Luis Alberto De León Alcántara Email: albertodeleon_011@hotmail.com
Los regalos son importantes en la vida porque son signos que expresan el amor y el aprecio que sentimos por las personas que tienen un valor significativo en nuestra existencia. En cada obsequio que damos, manifestamos parte de lo que somos, dejamos salir lo que llevamos dentro para hacer partícipe al otro de lo importante que son para nosotros.
Sin embargo, no todo se regala. Existen cosas que deben guardarse, protegerse, porque son nuestra esencia, el fundamento de lo que somos, ya que, si lo hacemos, desaparece el sentido de la vida. Podemos donar ropa, prendas, dinero, pero lo que tiene que ver con nuestro ser, jamás, porque es directamente lo que sostiene y construye nuestra humanidad.
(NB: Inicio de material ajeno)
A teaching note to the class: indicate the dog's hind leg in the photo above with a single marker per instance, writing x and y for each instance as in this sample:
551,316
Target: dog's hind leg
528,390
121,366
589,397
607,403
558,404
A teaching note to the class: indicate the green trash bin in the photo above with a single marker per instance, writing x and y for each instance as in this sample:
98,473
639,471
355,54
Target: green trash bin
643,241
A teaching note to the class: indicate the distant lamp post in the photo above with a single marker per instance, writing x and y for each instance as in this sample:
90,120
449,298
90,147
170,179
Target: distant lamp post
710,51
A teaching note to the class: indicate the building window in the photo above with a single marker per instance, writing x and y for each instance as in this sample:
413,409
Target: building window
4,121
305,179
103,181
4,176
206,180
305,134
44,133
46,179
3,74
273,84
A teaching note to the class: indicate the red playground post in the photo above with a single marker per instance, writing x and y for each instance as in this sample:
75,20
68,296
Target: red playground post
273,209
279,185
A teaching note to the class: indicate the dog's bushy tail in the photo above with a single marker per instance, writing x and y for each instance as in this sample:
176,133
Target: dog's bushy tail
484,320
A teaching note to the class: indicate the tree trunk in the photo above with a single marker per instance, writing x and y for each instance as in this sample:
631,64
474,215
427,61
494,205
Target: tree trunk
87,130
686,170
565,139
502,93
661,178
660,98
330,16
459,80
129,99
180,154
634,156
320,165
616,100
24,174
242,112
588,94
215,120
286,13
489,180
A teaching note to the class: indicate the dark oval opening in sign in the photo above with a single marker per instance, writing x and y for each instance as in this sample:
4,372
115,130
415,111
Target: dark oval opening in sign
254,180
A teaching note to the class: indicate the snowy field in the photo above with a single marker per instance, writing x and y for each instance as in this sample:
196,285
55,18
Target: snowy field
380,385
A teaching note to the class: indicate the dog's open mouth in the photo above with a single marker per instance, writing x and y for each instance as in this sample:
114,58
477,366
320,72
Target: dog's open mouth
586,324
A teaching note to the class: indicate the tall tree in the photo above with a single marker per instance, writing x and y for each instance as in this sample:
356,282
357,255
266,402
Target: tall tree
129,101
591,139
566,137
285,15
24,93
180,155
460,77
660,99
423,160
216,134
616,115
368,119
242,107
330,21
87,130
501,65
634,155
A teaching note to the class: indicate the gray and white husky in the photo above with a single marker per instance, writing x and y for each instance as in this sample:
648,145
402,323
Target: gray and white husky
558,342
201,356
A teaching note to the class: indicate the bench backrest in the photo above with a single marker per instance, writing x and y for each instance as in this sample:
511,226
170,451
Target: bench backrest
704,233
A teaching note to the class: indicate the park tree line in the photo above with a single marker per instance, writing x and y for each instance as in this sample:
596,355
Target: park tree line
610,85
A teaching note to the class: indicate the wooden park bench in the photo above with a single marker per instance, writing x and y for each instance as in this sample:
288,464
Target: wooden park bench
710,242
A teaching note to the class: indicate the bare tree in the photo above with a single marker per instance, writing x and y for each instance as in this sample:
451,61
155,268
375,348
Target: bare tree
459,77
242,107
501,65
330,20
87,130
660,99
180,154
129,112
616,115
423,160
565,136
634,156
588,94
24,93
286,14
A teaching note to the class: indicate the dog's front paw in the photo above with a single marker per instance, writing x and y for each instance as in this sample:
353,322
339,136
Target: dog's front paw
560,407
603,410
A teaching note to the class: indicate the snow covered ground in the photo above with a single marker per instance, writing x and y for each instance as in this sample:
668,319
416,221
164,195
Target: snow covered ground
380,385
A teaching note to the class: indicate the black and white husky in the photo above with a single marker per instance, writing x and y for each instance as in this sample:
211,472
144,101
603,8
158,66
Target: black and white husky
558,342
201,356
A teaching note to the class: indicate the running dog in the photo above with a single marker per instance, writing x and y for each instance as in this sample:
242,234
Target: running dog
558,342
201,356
En otras palabras, se regala lo que no nos disminuye, porque si al regalar amor nos empobrecemos, entonces lo que está saliendo de nosotros no es amor, es simplemente una actitud interesada de dar hasta la propio para captar atención y lograr por la fuerza lo que no se puedo por atracción.
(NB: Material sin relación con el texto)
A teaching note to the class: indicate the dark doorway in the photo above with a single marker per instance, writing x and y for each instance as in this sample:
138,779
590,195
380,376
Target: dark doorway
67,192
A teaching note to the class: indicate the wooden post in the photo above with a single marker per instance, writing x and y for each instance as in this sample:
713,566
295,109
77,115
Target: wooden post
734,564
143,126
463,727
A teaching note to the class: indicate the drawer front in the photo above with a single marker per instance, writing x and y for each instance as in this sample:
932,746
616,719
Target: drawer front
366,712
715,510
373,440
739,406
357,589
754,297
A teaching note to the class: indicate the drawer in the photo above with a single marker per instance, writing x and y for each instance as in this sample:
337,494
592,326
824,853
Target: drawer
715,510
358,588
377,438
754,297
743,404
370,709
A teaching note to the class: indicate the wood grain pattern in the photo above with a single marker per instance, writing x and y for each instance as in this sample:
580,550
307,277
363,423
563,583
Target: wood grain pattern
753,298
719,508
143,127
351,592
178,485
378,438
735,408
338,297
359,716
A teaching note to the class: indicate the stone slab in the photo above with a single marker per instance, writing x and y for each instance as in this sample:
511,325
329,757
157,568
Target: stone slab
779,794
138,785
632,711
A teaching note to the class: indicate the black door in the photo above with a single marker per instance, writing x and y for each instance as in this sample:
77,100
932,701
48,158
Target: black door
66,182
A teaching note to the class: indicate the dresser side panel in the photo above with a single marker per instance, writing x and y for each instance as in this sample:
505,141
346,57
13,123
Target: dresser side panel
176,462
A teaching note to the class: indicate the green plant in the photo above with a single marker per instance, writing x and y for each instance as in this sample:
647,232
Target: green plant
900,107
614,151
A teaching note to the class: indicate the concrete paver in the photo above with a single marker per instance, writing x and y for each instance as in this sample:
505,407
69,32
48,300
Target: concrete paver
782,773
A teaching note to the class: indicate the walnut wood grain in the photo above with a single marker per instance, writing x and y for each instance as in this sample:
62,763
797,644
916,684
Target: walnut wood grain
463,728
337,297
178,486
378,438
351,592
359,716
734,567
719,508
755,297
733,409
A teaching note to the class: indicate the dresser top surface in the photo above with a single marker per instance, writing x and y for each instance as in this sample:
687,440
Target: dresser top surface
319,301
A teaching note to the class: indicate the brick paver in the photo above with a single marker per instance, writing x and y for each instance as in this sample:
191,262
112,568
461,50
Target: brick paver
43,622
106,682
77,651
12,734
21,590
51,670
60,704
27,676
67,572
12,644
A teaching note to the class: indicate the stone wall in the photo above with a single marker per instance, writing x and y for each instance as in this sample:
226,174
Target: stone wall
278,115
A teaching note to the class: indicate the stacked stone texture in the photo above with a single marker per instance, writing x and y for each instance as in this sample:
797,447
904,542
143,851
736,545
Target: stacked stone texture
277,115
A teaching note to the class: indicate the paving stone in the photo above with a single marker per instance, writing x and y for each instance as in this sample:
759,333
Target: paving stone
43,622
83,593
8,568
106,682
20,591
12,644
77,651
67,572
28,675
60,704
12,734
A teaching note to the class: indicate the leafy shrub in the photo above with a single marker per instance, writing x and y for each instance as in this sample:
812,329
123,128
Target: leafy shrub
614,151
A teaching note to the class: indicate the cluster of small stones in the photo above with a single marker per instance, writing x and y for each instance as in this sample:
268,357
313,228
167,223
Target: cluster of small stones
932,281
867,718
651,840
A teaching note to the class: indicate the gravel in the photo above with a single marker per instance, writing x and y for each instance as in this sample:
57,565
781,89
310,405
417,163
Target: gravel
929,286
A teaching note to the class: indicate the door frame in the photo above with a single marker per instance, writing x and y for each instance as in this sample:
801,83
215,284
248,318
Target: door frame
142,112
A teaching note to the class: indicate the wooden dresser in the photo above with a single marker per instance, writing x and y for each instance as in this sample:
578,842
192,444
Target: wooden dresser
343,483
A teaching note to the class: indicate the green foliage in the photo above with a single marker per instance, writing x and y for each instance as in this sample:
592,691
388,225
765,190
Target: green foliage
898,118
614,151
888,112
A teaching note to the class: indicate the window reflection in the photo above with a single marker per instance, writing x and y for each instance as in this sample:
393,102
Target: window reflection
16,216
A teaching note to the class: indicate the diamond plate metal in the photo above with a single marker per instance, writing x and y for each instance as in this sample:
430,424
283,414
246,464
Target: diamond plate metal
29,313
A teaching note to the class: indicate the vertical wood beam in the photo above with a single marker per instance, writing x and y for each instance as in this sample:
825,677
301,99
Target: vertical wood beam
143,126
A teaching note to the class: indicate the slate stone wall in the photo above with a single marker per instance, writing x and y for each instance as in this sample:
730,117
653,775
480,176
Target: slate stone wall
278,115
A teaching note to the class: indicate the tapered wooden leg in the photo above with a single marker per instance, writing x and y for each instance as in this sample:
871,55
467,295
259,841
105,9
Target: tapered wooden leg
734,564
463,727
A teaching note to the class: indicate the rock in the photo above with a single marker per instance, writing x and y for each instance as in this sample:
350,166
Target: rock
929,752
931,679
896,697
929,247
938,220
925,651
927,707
El amor propio es, por ejemplo, una de las realidades que no se puede ofrecer ni sacrificar, no se les da a los demás por puro arte. Ante todo, no se puede, porque somos imagen y semejanza de Dios. Él nos hizo únicos e irrepetibles. Ya lo dice de igual forma el mandamiento: “Amar al prójimo como a uno mismo”. Lo que quiere decir que amamos a los demás, pero no nos quedamos sin amor, porque damos de lo que nos alimenta, no de lo que nos empobrece.
No se regala el amor propio, porque no somos cosas, bienes materiales ni figuras de museo. No somos objetos ofrecidos al mejor postor, que anda de cuidad en cuidad buscando quien da más por nosotros para obtener la mayor cantidad de dinero posible. Todo lo contrario, no podemos regalarnos porque somos la prenda adorada de Dios. Él nos creó con dignidad, respeto, identidad y virtudes. Por tanto, quien regala su amor propio para llamar a la atención, para hacerse el gracioso, para conseguir favores y cariño de los demás, es una persona que ha perdido dirección, el rumbo de su barco y el norte de su horizonte.
En definitiva, nuestro amor propio es la brújula que nos mantiene vivo cuando otros nos dicen que ya estamos muertos. Es la luz que nos hace ver y creer en nosotros cuando alrededor nos dice que nos rindamos. Por eso, cada mañana o cuando sea posible, mirémonos en el espejo, saquemos nuestra mejor sonrisa y aunque nadie nos esté mirando, digamos sin miedo y con altura: “Ese soy yo, con todo lo que veo y siento. Soy quien se ha dado cuenta de que, para ser feliz, no es necesario mendigar, tirarse por el suelo por los demás para sentirse especial”. Porque no son los otros que deben calificar el valor que tenemos como personas sino quien creó el mundo y nos dijo que nos ama.